Im Zuge des OTA-Updates soll auch eine neue Version der Cloud-basierten „TomTom Navigation for Automotive“-Lösung eingeführt werden, welche die Routenführung weiter verbessern soll. Für die Reichweiten-Prognose nutzt TomTom Werte wie den aktuellen und den maximalen Batterieladestand, die Fahrgeschwindigkeit, die Straßenklasse und die Steigung sowie historische und Echtzeit-Verkehrsdaten.

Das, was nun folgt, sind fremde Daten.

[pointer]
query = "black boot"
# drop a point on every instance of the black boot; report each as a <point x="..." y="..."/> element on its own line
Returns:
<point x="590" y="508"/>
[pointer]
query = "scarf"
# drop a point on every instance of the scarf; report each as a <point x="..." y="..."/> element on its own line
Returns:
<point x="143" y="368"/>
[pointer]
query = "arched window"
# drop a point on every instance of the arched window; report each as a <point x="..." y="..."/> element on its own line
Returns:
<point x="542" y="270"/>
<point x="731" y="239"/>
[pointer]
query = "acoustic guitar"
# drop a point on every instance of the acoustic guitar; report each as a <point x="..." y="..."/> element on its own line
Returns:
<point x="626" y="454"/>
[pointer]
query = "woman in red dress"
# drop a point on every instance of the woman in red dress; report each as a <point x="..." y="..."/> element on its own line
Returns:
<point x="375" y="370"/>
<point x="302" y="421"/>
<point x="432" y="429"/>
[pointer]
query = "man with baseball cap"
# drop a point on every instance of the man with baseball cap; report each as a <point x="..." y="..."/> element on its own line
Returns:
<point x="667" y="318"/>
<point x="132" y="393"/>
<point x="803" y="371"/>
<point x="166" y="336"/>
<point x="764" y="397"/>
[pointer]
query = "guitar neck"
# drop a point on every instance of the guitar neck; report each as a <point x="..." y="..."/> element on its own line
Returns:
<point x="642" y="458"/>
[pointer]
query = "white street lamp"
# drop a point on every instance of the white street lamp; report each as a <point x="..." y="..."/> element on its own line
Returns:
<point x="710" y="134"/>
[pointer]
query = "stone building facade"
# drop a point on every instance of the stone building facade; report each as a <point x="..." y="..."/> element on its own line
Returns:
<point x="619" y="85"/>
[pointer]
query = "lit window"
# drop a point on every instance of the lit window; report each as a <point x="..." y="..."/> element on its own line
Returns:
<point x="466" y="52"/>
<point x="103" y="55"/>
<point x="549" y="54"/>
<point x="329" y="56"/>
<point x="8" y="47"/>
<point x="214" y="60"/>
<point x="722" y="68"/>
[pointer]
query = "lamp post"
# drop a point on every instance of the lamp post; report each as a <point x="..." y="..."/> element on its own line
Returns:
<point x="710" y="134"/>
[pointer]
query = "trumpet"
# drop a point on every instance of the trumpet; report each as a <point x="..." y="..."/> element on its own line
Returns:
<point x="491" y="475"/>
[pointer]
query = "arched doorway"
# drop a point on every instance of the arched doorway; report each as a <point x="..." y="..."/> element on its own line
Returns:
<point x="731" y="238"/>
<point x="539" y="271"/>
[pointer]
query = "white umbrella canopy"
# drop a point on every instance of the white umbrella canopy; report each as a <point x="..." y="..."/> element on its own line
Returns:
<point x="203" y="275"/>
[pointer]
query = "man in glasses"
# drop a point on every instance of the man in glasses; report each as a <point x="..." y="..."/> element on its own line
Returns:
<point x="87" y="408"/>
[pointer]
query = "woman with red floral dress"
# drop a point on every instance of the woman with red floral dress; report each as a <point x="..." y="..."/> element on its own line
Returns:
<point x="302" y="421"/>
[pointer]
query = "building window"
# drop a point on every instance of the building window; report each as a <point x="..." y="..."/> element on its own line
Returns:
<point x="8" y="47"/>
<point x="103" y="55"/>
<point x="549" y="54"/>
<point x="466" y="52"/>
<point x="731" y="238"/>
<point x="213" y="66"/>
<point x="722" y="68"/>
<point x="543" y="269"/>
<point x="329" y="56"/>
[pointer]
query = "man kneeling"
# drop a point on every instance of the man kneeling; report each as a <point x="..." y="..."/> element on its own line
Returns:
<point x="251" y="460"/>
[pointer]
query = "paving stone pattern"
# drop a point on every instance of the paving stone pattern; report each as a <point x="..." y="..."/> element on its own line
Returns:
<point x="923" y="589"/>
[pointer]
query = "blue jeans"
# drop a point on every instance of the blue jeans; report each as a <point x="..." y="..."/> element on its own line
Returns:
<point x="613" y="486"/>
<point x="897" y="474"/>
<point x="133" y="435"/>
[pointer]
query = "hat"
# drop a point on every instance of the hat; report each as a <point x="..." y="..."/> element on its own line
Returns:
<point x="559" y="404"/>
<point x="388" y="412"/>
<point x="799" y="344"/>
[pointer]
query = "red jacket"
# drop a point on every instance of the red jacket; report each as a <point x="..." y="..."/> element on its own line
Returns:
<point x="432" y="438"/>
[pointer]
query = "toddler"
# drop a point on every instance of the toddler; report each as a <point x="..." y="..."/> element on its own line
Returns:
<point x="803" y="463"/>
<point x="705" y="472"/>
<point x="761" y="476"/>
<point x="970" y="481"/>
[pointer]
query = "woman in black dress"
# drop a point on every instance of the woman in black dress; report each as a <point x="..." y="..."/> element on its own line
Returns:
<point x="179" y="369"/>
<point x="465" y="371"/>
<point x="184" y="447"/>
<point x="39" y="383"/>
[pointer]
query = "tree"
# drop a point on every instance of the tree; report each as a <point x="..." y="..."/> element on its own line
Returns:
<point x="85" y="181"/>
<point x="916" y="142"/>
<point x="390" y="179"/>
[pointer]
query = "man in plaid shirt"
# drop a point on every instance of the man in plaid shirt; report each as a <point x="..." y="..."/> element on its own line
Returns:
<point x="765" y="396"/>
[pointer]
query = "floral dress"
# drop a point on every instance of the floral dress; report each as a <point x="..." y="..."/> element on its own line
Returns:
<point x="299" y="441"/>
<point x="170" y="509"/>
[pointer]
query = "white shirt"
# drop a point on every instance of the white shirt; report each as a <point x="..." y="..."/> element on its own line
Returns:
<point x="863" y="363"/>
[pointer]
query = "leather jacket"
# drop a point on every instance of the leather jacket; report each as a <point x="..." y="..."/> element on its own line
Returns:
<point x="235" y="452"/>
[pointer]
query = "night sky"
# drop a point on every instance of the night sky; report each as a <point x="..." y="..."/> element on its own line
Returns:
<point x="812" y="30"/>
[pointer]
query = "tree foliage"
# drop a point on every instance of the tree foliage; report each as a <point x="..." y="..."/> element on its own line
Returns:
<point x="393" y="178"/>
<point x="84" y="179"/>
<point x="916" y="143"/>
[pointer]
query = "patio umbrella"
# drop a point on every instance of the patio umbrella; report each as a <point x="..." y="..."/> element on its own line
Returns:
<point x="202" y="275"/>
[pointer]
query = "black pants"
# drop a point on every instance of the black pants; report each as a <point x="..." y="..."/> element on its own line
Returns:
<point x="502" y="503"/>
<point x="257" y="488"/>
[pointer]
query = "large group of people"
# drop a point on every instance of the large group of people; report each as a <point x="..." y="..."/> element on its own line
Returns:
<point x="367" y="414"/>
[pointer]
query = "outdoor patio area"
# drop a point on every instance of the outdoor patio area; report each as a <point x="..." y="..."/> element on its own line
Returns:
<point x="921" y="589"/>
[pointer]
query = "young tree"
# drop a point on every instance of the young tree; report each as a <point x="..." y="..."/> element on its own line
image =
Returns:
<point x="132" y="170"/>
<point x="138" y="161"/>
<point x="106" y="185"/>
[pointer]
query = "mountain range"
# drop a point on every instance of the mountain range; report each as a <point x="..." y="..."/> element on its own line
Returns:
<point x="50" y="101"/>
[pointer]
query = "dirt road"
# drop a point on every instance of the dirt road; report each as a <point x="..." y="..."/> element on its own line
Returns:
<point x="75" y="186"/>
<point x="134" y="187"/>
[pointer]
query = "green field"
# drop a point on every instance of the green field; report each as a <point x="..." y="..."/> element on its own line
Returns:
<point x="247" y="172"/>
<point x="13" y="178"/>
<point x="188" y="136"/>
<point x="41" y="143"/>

Mit der aktuellen Version wollen die Niederländer solche Vorhersagen, die für die Routenplanung extrem wichtig sind, deutlich genauer treffen können. Gemeinsame Tests mit einem nicht genannten Automobilhersteller hätten ergeben, dass die Angaben zur Reichweite auf eine 180 Kilometer langen Fahrt nur im einstelligen Prozentbereich abgewichen wären – was laut TomTom eine Verbesserung gegenüber den aktuell gängigen Systemen sei.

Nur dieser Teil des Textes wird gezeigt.